I have been mulling over, and have some thoughts on why my particular setup might be making things worse at the moment, but I still need to tinker:
the main paint point happens on a form where i used phx-validate to save to db, and I suspect this might be messing with form recovery.
i’m trying to reduce load by only fetching data when the socket is connected, and this might be disrupting the render flows / ux on first render because it would clear the screen and show ‘loading’ until socket connects, and info is fetched.
app is hosted in EU, most of current customers about 150+ ms away.
I’m still trying to figure things out a bit, but I have made some progress, and things are not as I thought.
Firstly, I tested a couple different ways of disrupting the connection (both locally, and in production) and the experience is so much better than what I initially reported about in most cases.
I can confirm that the experience users are getting in production seems to be sporadic, and I could only reproduce so far when deploying.
Some things I tried, which resulted in the expected experience (i now know) - i.e. the socket disconnected, then reconnected, with no page reloads, or data loss on the forms.
locally, killing the server and restarting it
prod, killing pods, scaling pods to 0 and back up
When deploying, I sometimes hit the issue, but not always. When it happens, it seems to me that the page is doing a full page refresh.

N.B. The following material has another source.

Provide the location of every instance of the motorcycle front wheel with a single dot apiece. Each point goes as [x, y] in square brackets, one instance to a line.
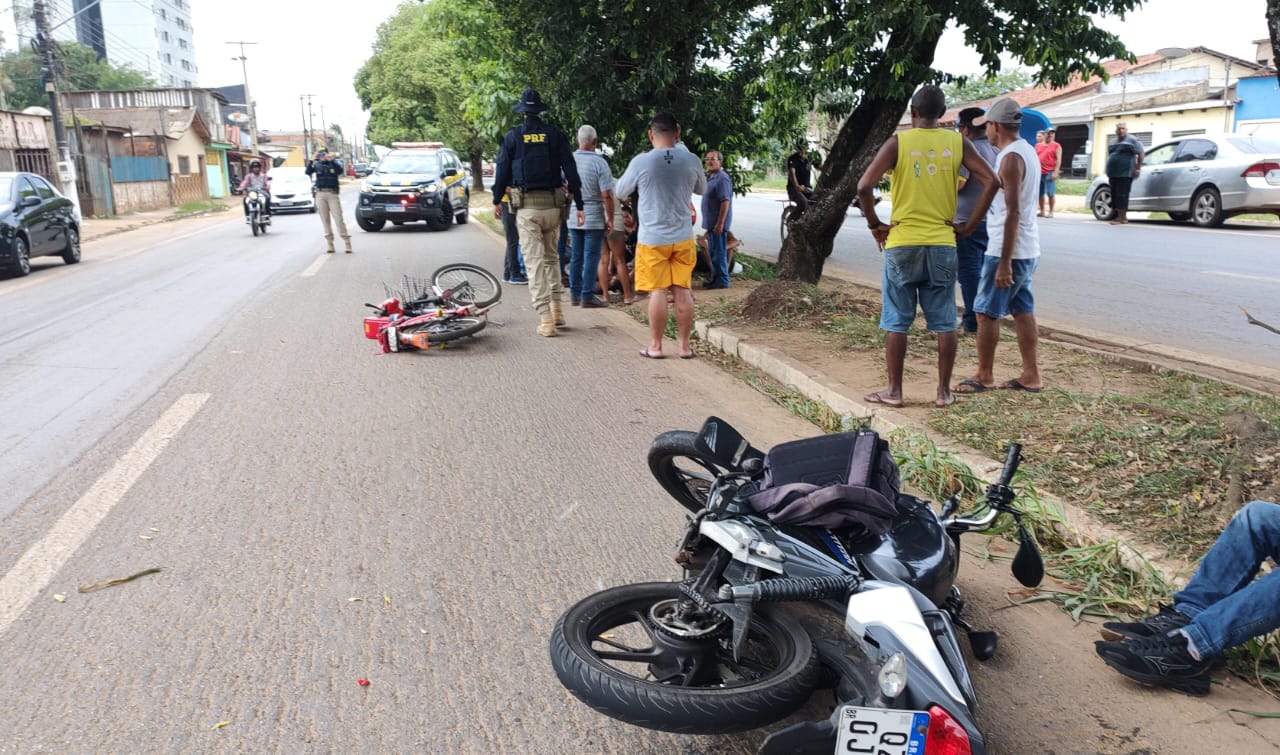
[631, 654]
[682, 471]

I’m still looking into this, and will try to reproduce again.
(edit, removed some info on a possible lead - looks to be unrelated)

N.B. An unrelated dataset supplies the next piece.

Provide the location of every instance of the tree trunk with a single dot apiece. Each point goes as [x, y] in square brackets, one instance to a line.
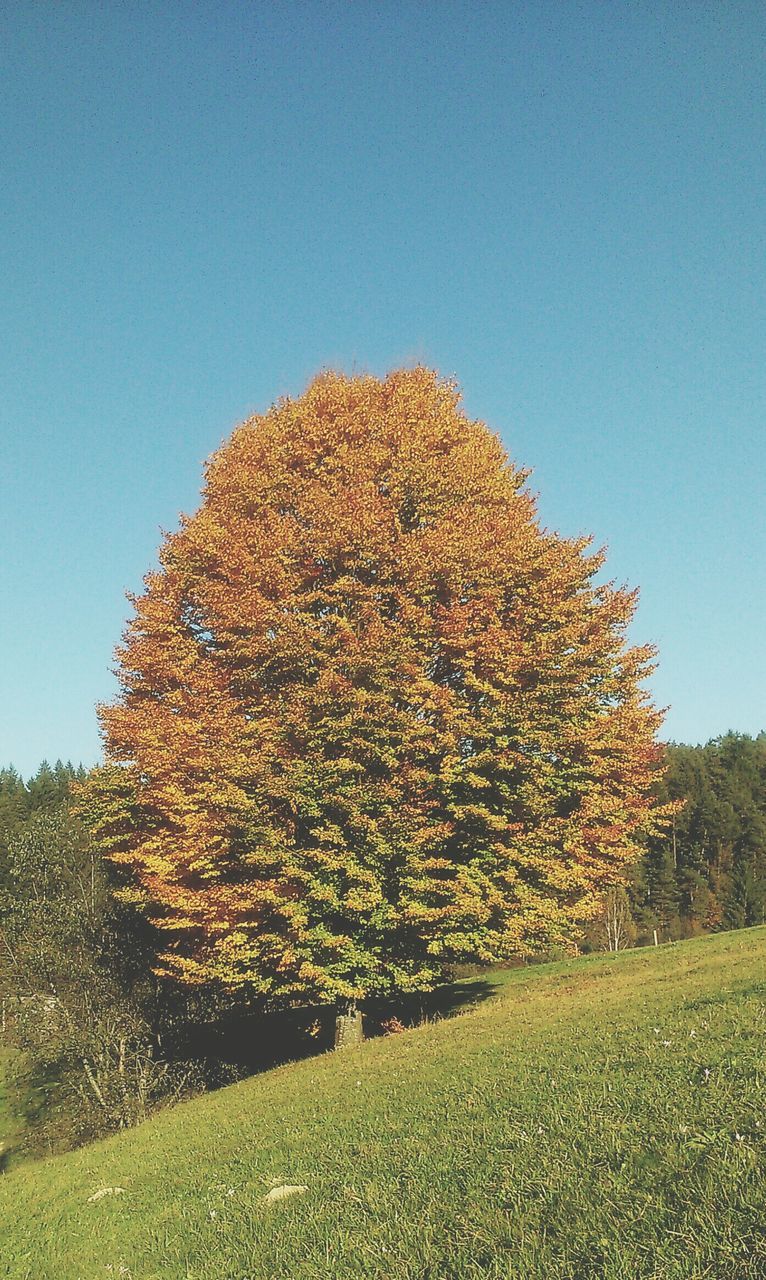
[349, 1025]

I found something which seems to be a strong contender, but I’m not entirely sure yet.
In the logs, I see a socket-reconnect log, followed by a notice about some pages trying to navigate across liveviews. The navigating across liveviews seems odd to me, because they show up in batch around the socket reconnect, and are otherwise not present during typical usage.
e.g
2025-03-06T19:15:17.765085437Z stdout F 2025-03-06 19:15:17.764 [warning]
mfa=Phoenix.LiveView.Channel.authorize_session/3
navigate event to "https://(redacted)" failed because you are
redirecting across live_sessions. A full page reload will be
performed instead
Have seen the messages too, wondering why they appeared as I don’t navigate while seeing them but merely restart the dev-server.

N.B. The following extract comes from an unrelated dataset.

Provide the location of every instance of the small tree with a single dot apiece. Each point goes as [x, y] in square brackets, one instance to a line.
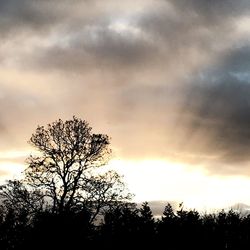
[66, 171]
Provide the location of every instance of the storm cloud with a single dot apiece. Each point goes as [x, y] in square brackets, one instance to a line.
[165, 79]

Just thinking out loud: maybe when a session can’t be found for given session key, LiveView (assumes a user navigates into a route with another new session and) auto-redirects to force a full reload, triggering the unconnected render to embed the new session key in the output.
Technically this might be necessary but only the wording is off?
If you’re saving to the db on phx-change and allowing form recovery on reconnect, you might run into data consistency issues if the user has more than one tab open during a deploy.
Well maybe not. I thought I know the problem, but we actually changed some code that was checking the live_session version (which changes whenever the router is changed) to only check the live_session name instead a while ago. @duncanphillips@BartOtten which LiveView version were you running when you saw this message? It should only happen when clicking on a <.link navigate={...}> or when a push_navigate is performed after a deployment that also changed the router. So just a reconnect should actually not cause this message.
I’ll try putting production into debug mode to get more logs and see if I can reproduce to get more info. Is there anything else I could do to help narrow this down?